We utilized the "processed.hungary.data" from the Heart Disease Database. Our predictive variables include age (years), chol (serum cholesterol in mg/dL), and trestbps (resting blood pressure in mmHg) to predict if heart disease is present (1) or absent (0) in Hungarian patients. We imported the dataset into a Jupyter Notebook from the website and conducted data preprocessing to filter the relevant variables, handle missing data, and adjust data types. A 75% training and 25% testing data split was performed. Preliminary exploratory analysis included summary statistics and visualization using scatter plots: Age vs. Serum Cholesterol, Age vs. Resting Blood Pressure, and Serum Cholesterol vs. Resting Blood Pressure.

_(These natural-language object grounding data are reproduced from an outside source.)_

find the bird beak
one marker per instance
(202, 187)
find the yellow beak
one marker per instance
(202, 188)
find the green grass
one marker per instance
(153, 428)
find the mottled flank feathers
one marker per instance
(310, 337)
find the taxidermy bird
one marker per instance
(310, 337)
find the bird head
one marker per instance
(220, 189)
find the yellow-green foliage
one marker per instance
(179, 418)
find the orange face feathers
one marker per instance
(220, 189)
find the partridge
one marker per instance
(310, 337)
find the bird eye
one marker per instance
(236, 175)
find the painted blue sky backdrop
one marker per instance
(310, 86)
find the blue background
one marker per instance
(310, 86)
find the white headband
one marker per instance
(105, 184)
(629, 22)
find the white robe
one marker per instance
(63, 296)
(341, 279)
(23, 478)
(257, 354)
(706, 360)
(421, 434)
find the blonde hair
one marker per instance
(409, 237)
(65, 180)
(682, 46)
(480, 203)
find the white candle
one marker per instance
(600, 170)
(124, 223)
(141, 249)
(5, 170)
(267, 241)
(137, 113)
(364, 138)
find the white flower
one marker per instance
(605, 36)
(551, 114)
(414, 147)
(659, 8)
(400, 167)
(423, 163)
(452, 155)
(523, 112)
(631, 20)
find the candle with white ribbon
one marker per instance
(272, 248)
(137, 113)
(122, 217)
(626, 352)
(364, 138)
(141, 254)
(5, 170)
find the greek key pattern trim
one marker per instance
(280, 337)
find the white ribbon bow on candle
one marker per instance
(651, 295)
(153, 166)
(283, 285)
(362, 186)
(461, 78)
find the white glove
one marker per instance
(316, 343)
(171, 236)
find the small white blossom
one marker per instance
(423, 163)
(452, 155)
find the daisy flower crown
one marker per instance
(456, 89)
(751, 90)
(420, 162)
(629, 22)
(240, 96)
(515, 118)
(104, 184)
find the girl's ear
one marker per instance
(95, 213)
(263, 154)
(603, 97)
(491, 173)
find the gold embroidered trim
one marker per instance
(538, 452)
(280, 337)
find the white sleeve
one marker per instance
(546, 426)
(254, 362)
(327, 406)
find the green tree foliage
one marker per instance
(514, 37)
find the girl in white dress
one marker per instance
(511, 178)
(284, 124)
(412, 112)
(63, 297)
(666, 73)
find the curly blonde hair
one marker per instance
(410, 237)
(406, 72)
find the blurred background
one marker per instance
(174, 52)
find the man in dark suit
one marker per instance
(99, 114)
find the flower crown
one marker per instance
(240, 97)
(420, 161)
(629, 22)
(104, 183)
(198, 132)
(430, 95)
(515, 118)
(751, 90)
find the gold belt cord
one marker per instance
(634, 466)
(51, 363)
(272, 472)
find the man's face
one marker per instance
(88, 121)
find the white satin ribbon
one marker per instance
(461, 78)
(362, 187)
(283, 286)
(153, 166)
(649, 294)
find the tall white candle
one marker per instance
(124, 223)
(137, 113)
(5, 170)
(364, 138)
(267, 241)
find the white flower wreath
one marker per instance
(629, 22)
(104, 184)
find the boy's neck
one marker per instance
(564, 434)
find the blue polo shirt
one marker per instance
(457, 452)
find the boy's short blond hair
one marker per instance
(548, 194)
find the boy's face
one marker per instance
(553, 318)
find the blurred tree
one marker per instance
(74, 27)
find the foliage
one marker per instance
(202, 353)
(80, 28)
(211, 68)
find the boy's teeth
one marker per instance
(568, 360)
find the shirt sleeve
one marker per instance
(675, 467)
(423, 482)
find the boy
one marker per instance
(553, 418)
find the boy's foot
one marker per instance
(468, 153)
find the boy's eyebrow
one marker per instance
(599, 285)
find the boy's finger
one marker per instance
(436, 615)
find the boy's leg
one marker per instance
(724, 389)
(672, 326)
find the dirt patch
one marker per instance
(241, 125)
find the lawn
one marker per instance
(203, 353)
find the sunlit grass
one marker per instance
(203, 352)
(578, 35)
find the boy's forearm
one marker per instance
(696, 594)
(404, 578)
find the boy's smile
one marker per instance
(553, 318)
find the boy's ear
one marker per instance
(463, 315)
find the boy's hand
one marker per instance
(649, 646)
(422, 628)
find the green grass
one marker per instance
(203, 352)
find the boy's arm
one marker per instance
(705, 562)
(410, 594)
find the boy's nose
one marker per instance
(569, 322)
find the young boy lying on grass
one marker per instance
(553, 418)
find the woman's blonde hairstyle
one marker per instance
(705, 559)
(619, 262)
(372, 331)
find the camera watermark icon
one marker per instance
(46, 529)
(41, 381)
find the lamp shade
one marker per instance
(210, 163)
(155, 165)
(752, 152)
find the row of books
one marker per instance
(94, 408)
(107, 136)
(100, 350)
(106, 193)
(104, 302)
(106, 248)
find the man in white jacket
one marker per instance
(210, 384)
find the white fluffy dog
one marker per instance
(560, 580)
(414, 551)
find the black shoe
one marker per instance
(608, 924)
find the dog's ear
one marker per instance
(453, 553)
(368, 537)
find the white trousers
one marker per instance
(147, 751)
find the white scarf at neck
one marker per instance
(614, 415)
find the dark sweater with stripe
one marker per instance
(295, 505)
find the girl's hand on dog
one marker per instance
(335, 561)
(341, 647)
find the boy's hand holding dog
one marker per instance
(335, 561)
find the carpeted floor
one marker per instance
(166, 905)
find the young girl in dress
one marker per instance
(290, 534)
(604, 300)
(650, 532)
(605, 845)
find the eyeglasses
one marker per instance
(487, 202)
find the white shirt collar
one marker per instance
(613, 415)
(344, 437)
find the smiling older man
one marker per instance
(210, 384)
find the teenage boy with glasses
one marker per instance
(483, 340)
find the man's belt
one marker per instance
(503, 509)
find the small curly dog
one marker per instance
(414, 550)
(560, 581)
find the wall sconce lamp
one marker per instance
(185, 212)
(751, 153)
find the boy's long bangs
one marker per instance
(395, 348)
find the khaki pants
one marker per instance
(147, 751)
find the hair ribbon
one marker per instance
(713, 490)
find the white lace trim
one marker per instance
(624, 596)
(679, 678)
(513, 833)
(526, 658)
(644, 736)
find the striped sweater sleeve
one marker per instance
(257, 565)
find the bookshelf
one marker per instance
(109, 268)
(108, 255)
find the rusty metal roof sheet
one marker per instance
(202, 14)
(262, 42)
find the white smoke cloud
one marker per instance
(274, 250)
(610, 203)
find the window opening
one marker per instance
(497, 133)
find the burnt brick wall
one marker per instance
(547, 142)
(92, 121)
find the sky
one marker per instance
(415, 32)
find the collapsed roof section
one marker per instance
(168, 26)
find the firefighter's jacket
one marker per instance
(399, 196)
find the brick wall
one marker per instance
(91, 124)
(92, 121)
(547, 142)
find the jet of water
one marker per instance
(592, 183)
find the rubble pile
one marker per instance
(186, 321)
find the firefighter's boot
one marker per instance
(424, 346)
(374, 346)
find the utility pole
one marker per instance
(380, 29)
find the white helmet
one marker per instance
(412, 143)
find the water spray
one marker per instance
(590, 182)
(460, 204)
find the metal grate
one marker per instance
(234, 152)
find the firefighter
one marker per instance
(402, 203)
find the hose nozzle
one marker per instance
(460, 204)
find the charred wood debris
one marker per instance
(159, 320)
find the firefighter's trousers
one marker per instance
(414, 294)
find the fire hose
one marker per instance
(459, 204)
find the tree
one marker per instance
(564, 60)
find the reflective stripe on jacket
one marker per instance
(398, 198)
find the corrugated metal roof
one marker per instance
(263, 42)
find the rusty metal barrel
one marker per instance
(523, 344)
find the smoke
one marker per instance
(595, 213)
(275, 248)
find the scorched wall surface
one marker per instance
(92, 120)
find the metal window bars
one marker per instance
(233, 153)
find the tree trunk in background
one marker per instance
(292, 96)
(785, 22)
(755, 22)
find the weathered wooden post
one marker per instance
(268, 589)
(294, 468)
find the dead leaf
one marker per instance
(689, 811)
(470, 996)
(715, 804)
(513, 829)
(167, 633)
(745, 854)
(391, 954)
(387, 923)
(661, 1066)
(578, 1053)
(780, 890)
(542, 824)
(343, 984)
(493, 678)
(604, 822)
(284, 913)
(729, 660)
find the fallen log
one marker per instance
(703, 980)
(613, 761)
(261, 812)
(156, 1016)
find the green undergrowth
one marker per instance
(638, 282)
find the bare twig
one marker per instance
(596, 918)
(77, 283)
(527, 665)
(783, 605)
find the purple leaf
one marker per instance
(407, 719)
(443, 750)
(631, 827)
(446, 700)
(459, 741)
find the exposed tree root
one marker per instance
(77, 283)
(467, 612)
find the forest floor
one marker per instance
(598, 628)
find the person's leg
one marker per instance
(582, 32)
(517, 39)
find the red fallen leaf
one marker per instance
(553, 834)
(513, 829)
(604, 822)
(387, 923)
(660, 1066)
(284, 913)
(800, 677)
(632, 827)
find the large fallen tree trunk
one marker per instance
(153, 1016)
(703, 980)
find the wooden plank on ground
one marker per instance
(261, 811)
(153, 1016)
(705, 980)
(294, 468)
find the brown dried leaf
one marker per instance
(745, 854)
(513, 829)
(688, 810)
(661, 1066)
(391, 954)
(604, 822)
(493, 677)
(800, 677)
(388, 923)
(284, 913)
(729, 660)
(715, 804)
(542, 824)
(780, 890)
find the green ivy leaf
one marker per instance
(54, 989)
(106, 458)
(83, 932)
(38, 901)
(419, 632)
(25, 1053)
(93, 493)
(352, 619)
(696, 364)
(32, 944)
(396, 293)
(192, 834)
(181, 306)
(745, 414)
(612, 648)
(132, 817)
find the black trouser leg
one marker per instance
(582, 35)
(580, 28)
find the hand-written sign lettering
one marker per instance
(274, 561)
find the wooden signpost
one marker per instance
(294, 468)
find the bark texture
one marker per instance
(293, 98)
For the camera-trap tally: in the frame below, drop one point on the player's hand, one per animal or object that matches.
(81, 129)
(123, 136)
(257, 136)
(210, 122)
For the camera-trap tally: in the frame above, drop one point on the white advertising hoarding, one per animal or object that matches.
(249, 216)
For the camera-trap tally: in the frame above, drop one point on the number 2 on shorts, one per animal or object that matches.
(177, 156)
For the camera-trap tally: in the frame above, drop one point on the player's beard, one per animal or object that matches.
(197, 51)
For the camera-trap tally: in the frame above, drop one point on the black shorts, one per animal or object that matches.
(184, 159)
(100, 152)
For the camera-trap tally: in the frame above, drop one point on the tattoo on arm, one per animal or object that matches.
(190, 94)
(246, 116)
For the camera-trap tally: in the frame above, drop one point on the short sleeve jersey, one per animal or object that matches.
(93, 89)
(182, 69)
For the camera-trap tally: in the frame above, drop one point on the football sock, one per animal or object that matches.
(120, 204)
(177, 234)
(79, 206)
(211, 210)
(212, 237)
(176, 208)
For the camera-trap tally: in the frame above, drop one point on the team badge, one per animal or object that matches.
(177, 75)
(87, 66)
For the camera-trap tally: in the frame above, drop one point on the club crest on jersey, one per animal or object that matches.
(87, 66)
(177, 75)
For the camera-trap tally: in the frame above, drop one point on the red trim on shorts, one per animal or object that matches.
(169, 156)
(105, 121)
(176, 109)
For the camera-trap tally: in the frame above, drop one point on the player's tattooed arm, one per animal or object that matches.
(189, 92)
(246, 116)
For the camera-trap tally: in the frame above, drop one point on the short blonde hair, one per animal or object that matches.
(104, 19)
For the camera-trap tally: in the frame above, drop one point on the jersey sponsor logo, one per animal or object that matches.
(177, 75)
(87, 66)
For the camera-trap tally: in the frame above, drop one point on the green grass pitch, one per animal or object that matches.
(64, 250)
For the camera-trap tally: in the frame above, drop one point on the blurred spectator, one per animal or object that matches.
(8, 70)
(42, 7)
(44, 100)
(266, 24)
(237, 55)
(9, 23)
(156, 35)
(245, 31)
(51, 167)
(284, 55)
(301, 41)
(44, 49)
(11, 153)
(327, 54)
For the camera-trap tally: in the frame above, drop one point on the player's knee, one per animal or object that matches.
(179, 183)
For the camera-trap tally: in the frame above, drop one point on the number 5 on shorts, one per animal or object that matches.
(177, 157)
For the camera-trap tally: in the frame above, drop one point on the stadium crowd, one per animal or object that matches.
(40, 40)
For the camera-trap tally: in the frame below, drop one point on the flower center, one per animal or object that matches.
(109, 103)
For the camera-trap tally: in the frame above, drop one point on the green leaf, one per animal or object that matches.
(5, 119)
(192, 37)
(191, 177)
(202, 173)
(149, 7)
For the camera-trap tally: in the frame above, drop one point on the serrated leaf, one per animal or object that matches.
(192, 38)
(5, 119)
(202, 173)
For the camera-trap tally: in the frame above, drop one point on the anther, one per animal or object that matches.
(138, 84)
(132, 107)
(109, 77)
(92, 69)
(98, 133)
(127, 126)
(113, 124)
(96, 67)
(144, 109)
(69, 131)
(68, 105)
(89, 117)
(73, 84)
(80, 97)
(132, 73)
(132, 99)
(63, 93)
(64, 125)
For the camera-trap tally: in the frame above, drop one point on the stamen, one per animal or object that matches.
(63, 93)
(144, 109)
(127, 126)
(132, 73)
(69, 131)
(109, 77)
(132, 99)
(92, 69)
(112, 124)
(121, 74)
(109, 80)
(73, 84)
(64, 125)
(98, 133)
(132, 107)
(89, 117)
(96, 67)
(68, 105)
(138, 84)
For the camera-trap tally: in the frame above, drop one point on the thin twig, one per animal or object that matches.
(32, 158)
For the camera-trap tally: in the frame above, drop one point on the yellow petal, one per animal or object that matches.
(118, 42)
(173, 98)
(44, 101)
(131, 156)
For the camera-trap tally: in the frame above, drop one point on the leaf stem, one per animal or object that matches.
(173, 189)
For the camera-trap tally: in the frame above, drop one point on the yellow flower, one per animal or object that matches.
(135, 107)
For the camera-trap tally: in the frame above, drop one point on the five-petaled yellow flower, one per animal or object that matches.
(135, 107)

Then we need to find the ideal "k" value for k-nearest neighbors, maximizing prediction accuracy through the recipe function, cross-validation, the k-nearest neighbor algorithm, and a workflow on our training data. Then, we will predict our category (1 or 0) using our model and the testing data, and analyze our findings in a report. 

We plan to create a scatterplot to assess potential overfitting or underfitting. We will color code the graph's background based on the model's predictions. We will repeat this for all of our variables (age vs. blood pressure, age vs. cholesterol, cholesterol vs. blood pressure). By comparing the graphs, we can determine which variables are more accurate in predicting the presence of heart disease, and the strengths and limitations of our model. 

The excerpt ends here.